Whether you use read() or mmap(), the disk accesses will have to take
place. But if you read the entire file, you have the following types of
waste:
1. The disk blocks are first read into kernel buffers, and then copied
into the user memory.
2. The entire file is read, even if the applications only need to access
parts of it.
3. The shared memory is paged out to swap space rather than using the
original file as backing store. This means that swap space is wasted,
and also some writes have to be done even though the data was never
modified.
I suppose it's possible that there are scenarios where reading the
entire file into a shared memory segment would have an advantage, but I
think it would have to be a very special situation.
--
Barry Margolin, barmar@alum.mit.edu
Arlington, MA
*** PLEASE post questions in newsgroups, not directly to me ***
| |
| Chuck Dillon 2004-05-18, 4:47 pm |
| Barry Margolin wrote:
> In article <c8d686$rhc$1@grandcanyon.binc.net>,
> Chuck Dillon <spam@nimblegen.com> wrote:
>
>
>
>
> Whether you use read() or mmap(), the disk accesses will have to take
> place.
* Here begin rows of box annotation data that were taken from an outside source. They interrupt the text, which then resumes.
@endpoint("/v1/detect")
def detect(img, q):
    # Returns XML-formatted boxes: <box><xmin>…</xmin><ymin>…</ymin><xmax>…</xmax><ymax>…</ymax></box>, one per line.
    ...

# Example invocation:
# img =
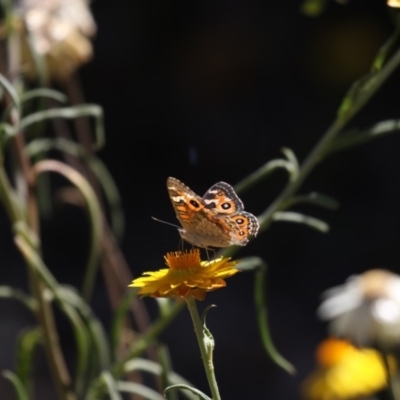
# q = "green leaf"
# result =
<box><xmin>21</xmin><ymin>88</ymin><xmax>68</xmax><ymax>103</ymax></box>
<box><xmin>14</xmin><ymin>234</ymin><xmax>93</xmax><ymax>392</ymax></box>
<box><xmin>26</xmin><ymin>138</ymin><xmax>125</xmax><ymax>239</ymax></box>
<box><xmin>57</xmin><ymin>285</ymin><xmax>111</xmax><ymax>371</ymax></box>
<box><xmin>0</xmin><ymin>74</ymin><xmax>20</xmax><ymax>112</ymax></box>
<box><xmin>329</xmin><ymin>119</ymin><xmax>400</xmax><ymax>153</ymax></box>
<box><xmin>125</xmin><ymin>358</ymin><xmax>198</xmax><ymax>400</ymax></box>
<box><xmin>110</xmin><ymin>290</ymin><xmax>136</xmax><ymax>355</ymax></box>
<box><xmin>164</xmin><ymin>384</ymin><xmax>212</xmax><ymax>400</ymax></box>
<box><xmin>157</xmin><ymin>345</ymin><xmax>178</xmax><ymax>400</ymax></box>
<box><xmin>16</xmin><ymin>327</ymin><xmax>43</xmax><ymax>393</ymax></box>
<box><xmin>282</xmin><ymin>192</ymin><xmax>339</xmax><ymax>210</ymax></box>
<box><xmin>272</xmin><ymin>211</ymin><xmax>329</xmax><ymax>233</ymax></box>
<box><xmin>300</xmin><ymin>0</ymin><xmax>328</xmax><ymax>17</ymax></box>
<box><xmin>201</xmin><ymin>304</ymin><xmax>216</xmax><ymax>361</ymax></box>
<box><xmin>101</xmin><ymin>371</ymin><xmax>123</xmax><ymax>400</ymax></box>
<box><xmin>2</xmin><ymin>370</ymin><xmax>29</xmax><ymax>400</ymax></box>
<box><xmin>281</xmin><ymin>147</ymin><xmax>300</xmax><ymax>181</ymax></box>
<box><xmin>33</xmin><ymin>160</ymin><xmax>103</xmax><ymax>301</ymax></box>
<box><xmin>253</xmin><ymin>260</ymin><xmax>296</xmax><ymax>374</ymax></box>
<box><xmin>8</xmin><ymin>104</ymin><xmax>105</xmax><ymax>150</ymax></box>
<box><xmin>235</xmin><ymin>159</ymin><xmax>297</xmax><ymax>193</ymax></box>
<box><xmin>117</xmin><ymin>381</ymin><xmax>165</xmax><ymax>400</ymax></box>
<box><xmin>0</xmin><ymin>286</ymin><xmax>38</xmax><ymax>313</ymax></box>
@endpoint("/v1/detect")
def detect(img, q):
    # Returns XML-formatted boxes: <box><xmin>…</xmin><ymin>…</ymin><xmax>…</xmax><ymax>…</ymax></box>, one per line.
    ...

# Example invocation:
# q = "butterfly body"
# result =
<box><xmin>167</xmin><ymin>177</ymin><xmax>259</xmax><ymax>248</ymax></box>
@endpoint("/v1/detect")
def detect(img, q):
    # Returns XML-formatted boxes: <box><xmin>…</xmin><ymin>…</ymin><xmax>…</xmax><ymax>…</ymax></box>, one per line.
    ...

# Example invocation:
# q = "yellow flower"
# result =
<box><xmin>387</xmin><ymin>0</ymin><xmax>400</xmax><ymax>8</ymax></box>
<box><xmin>302</xmin><ymin>338</ymin><xmax>396</xmax><ymax>400</ymax></box>
<box><xmin>129</xmin><ymin>249</ymin><xmax>239</xmax><ymax>300</ymax></box>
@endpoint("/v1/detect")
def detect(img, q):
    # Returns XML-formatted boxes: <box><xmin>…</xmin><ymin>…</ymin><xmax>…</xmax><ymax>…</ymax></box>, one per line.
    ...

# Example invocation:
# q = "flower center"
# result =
<box><xmin>164</xmin><ymin>249</ymin><xmax>201</xmax><ymax>269</ymax></box>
But if you read the entire file, you have the following types of
> waste:
The original post describes a case where there is a continuous high
throughput stream of data that contains references to data in a set of
reference files. The implication is that one could expect that all of
the reference data will be referenced many times as the data streams
through.
The original post explicitly addresses I/O as a limiting factor and
suggests that loading the reference data into memory is a viable thing
to do.
If he loads the reference data into shared memory he reads the data
exactly once. This doesn't waste I/O cycles it saves them. If the
system has sufficient physical memory he can avoid/minimize paging.
This is a scenerio where shared memory can be a better solution than
mmap. I don't know that it is in this case but it's certainly worth
consideration, particularly if an mmap solution doesn't provide the
performance improvement he's looking for.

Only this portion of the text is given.